Vor mir liegt ein braunes Büchlein, Format 10 x 16,5 cm, mit dem Namen «Maximen zur Berufserziehung im Betrieb», 92 Seiten. 1959. Geschrieben von Erwin Jeangros, Vorsteher des kantonalen Amtes für berufliche Ausbildung in Bern und herausgegeben durch die Deutschschweizerische Lehrlingsämterkonferenz.

«Das ist überflüssige Schulmeisterei! Seit Jahrtausenden steht, geht und läuft der Mensch. Die Alten haben es vorgemacht, die Jungen tun es ihnen nach und lernen ohne Wissenschaft und Schulmeisterei zu stehen, gehen und laufen.»

Ein Meister von altem Schrot und Korn, über zwanzig Jahre zuvor.

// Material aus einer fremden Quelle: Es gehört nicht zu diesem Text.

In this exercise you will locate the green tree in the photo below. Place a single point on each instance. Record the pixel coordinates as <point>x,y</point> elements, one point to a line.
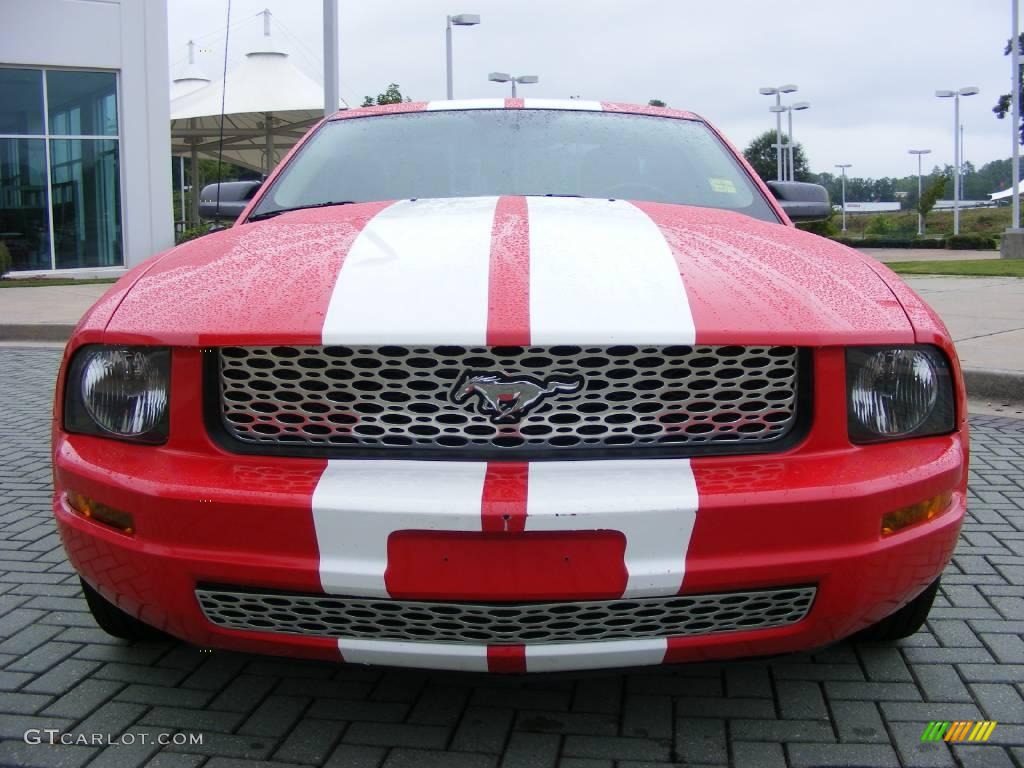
<point>1004,105</point>
<point>392,95</point>
<point>761,154</point>
<point>931,195</point>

«In der vorindustriellen Wirtschaftsepoche mit ihren traditionellen Handwerksbetrieben lebten jeweils die Meistersfamilien mit ihren Gesellen und Lehrlingen in einer festgefügten Lebens- und Arbeitsordnung zusammen. Am Vormachen des Meisters, im Nach- und Mitmachen lebte sich der Lehrling in die Berufsarbeit ein.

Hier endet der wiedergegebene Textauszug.